Having unbalanced dataset (in terms of rating distribution) let's weight the input data for the loss function during the training:

In [None]:
from sklearn.utils import class_weight
class_weights = class_weight.compute_class_weight('balanced',
                                                 np.unique(df['Rating']),
                                                 df['Rating'])
class_weight_dict = {i+1:class_weights[i] for i in range(5)}

In [None]:
def make_training(LSTM_CELL, mask_zero, x_train, x_val, epochs, batch_size):
    #K.clear_session()
    from numpy.random import seed as nseed
    nseed(2019)
    from tensorflow import set_random_seed
    set_random_seed(2019)
    
    time_callback = TimeHistory()    
    model = build_RNN(LSTM_CELL = LSTM_CELL, mask_zero = False)
    
    history_RNN = model.fit(x_train, y_train,
                        callbacks  = [time_callback],
                        epochs     = epochs,
                        batch_size = batch_size,
                        shuffle         = True,
                        class_weight    = class_weight_dict,
                        validation_data = (x_val, y_val))

    return history_RNN, time_callback, model

## Training different models (CuDNNLSTM/LSTM)
As the data is ready and model function is finished let's train four models: two with CuDNNLSTM, two with LSTM, fed with differently prepared data:

In [None]:
epochs = 10
batch  = 64

In [None]:
h1, t1, m1 = make_training(CuDNNLSTM, False, x_trainC, x_valC, epochs=epochs, batch_size=batch)

In [None]:
h2, t2, m2 = make_training(CuDNNLSTM, False, x_trainP, x_valP, epochs=epochs, batch_size=batch)

In [None]:
h3, t3, m3 = make_training(LSTM, False, x_trainC, x_valC, epochs=epochs, batch_size=batch)

In [None]:
h4, t4, m4 = make_training(LSTM, True, x_trainP, x_valP, epochs=epochs, batch_size=batch)

In [None]:
hlist = [h1, h2, h3, h4]
tlist = [t1, t2, t3, t4]
labels = ['CuDNN | no mask | con',
          'CuDNN | no mask | pad',
          'no Cu | no mask | con',
          'no Cu |   mask  | pad']
markers=['x','o','d','s']

Note that although charts plotted against the epoch number are very similar (which is good, CuDNNLSTM based models are learning well), the wall time plots unravel the obvious time-saving virtue of using fast cells.

In [None]:
fig, axs = plt.subplots(nrows=4, ncols=3, figsize=(12, 10))
for x_sel in [0,1]:
    for i, opt in enumerate(['loss','acc', 'Score1']+['val_loss','val_acc', 'val_Score1']):
        for _h, _t, _l, _m in zip(hlist, tlist, labels, markers):
            ax = axs[i//3+x_sel*2, i%3]             
            x_axis = range(1,epochs+1) if x_sel == 0 else np.cumsum(_t.times)
            x_label = 'epochs' if x_sel == 0 else 'time [s]'
            ax.plot(x_axis, _h.history[opt], label=_l, marker=_m)
        ax.set_title(opt)
        ax.set_xlabel(x_label)    
ax.legend()
plt.tight_layout()

If you look closely, validation plots obtained from the models trained on the concatenated data may be less noisy in comparison to those trained on the padded data (even with mask - for LSTM cell).
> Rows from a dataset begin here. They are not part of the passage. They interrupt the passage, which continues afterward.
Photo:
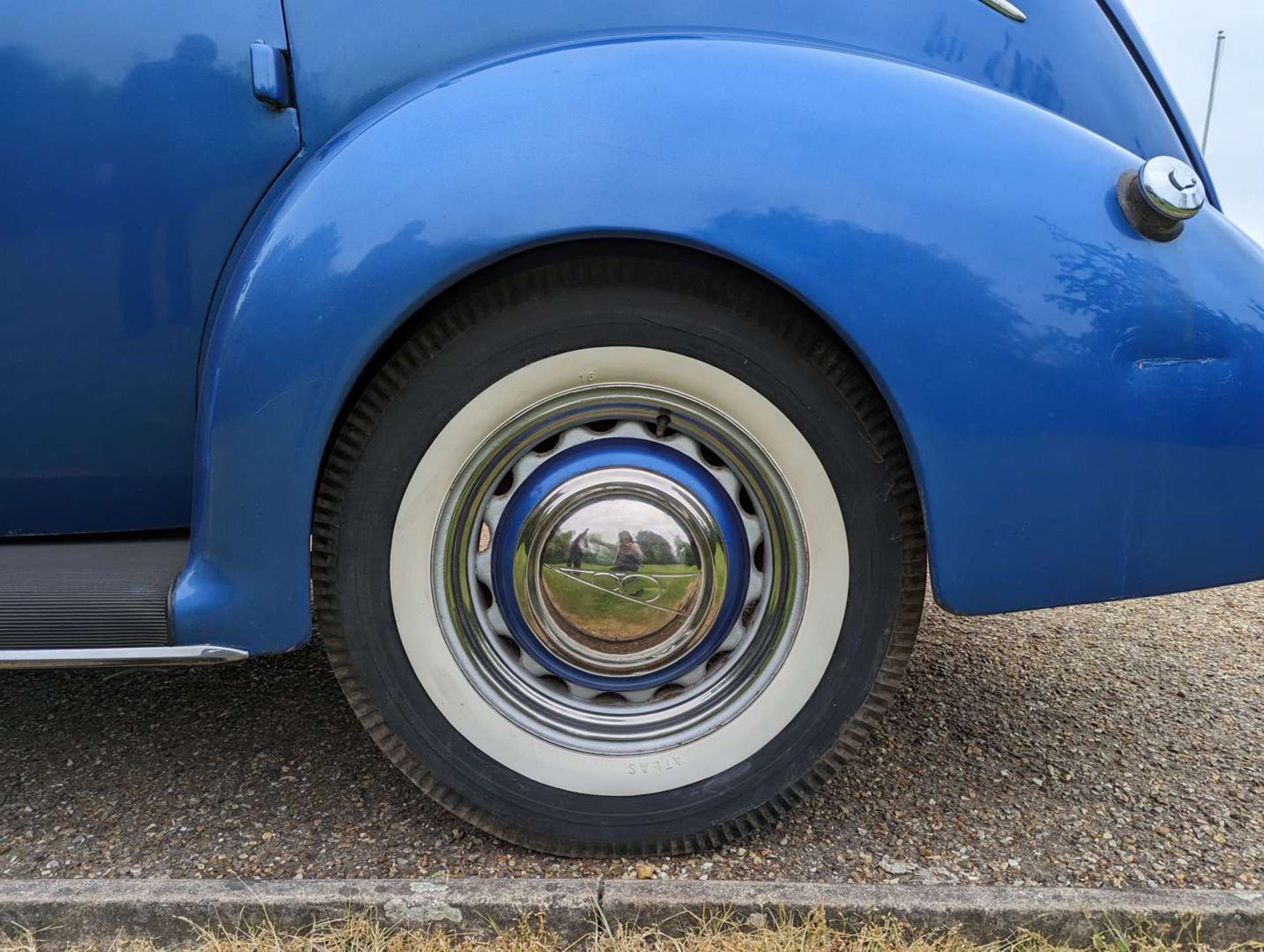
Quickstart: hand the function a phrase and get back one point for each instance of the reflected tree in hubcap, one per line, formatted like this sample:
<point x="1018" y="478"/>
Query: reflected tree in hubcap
<point x="623" y="569"/>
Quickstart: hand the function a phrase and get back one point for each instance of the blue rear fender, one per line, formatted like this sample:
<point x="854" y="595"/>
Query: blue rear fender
<point x="1085" y="409"/>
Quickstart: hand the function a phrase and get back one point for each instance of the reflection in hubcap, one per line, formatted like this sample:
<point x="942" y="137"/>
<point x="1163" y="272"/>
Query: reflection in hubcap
<point x="619" y="571"/>
<point x="622" y="567"/>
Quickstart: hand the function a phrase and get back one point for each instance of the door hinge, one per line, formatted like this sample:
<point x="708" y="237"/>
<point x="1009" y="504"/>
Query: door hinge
<point x="269" y="68"/>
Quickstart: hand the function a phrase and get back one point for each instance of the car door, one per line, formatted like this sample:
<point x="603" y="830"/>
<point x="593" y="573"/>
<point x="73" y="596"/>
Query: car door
<point x="133" y="153"/>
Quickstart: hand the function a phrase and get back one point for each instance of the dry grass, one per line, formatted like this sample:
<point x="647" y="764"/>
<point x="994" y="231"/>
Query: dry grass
<point x="367" y="934"/>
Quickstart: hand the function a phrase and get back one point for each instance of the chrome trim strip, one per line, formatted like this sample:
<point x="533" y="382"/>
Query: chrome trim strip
<point x="120" y="656"/>
<point x="1008" y="9"/>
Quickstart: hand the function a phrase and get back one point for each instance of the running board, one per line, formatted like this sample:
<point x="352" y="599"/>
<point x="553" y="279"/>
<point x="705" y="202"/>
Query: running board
<point x="120" y="656"/>
<point x="93" y="601"/>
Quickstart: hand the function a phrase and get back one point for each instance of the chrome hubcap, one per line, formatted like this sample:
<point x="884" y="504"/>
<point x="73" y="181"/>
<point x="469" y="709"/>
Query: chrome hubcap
<point x="622" y="569"/>
<point x="619" y="571"/>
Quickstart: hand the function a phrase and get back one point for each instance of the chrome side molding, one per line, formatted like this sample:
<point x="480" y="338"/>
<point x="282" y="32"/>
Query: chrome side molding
<point x="120" y="656"/>
<point x="1008" y="9"/>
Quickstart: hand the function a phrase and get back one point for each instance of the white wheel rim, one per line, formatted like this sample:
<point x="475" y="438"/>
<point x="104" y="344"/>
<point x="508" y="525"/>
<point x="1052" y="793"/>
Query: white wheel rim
<point x="421" y="607"/>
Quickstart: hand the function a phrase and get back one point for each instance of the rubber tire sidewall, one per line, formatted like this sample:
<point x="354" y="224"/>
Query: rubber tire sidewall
<point x="511" y="336"/>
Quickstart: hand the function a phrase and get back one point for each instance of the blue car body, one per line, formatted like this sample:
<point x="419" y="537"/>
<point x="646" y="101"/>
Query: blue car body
<point x="200" y="262"/>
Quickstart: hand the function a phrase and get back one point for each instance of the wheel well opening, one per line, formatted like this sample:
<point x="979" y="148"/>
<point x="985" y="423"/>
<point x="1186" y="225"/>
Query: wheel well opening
<point x="637" y="247"/>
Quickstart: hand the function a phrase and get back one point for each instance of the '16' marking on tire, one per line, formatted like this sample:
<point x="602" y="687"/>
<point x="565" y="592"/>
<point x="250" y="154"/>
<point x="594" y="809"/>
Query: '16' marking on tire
<point x="660" y="765"/>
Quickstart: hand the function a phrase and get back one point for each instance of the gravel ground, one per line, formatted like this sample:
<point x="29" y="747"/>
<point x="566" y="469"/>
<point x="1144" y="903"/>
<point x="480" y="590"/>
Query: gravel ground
<point x="1110" y="745"/>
On the other hand, they give better results, at least within the investigated 10 epochs period. With that, let's train CuDNNLSTM-based models for some more epochs to see in practice how the Rating prediction works.

In [None]:
more_epochs = 50

In [None]:
hc, tc, mc = make_training(CuDNNLSTM, False, x_trainC, x_valC, epochs=more_epochs, batch_size=batch)

In [None]:
hp, tp, mp = make_training(CuDNNLSTM, False, x_trainP, x_valP, epochs=more_epochs, batch_size=batch)

In [None]:
hlist2  = [hc, hp]
tlist2  = [tc, tp]
labels2 = ['CuDNN | no mask | con',
           'CuDNN | no mask | pad']
markers2=['x','o']

In [None]:
fig, axs = plt.subplots(nrows=4, ncols=3, figsize=(12, 10))
for x_sel in [0,1]:
    for i, opt in enumerate(['loss','acc', 'Score1']+['val_loss','val_acc', 'val_Score1']):
        for _h, _t, _l, _m in zip(hlist2, tlist2, labels2, markers2):
            ax = axs[i//3+x_sel*2, i%3]             
            x_axis = range(1,more_epochs+1) if x_sel == 0 else np.cumsum(_t.times)
            x_label = 'epochs' if x_sel == 0 else 'time [s]'
            ax.plot(x_axis, _h.history[opt], label=_l, marker=_m)
        ax.set_title(opt)
        ax.set_xlabel(x_label)    
ax.legend()
plt.tight_layout()

## Model performance investigation
To tell which model (trained with concatenated or padded data) is better, more epochs should be considered. The concatenated-data-based model seems to give more promising and reliable results so Let's pick it for further performance investigation:

In [None]:
scores = mc.evaluate(x_testC, y_test)
print('Loss: {0:.4}\t Accuracy: {1:.4}\t Score1: {2:.4}'.format(scores[0],scores[1],scores[2]))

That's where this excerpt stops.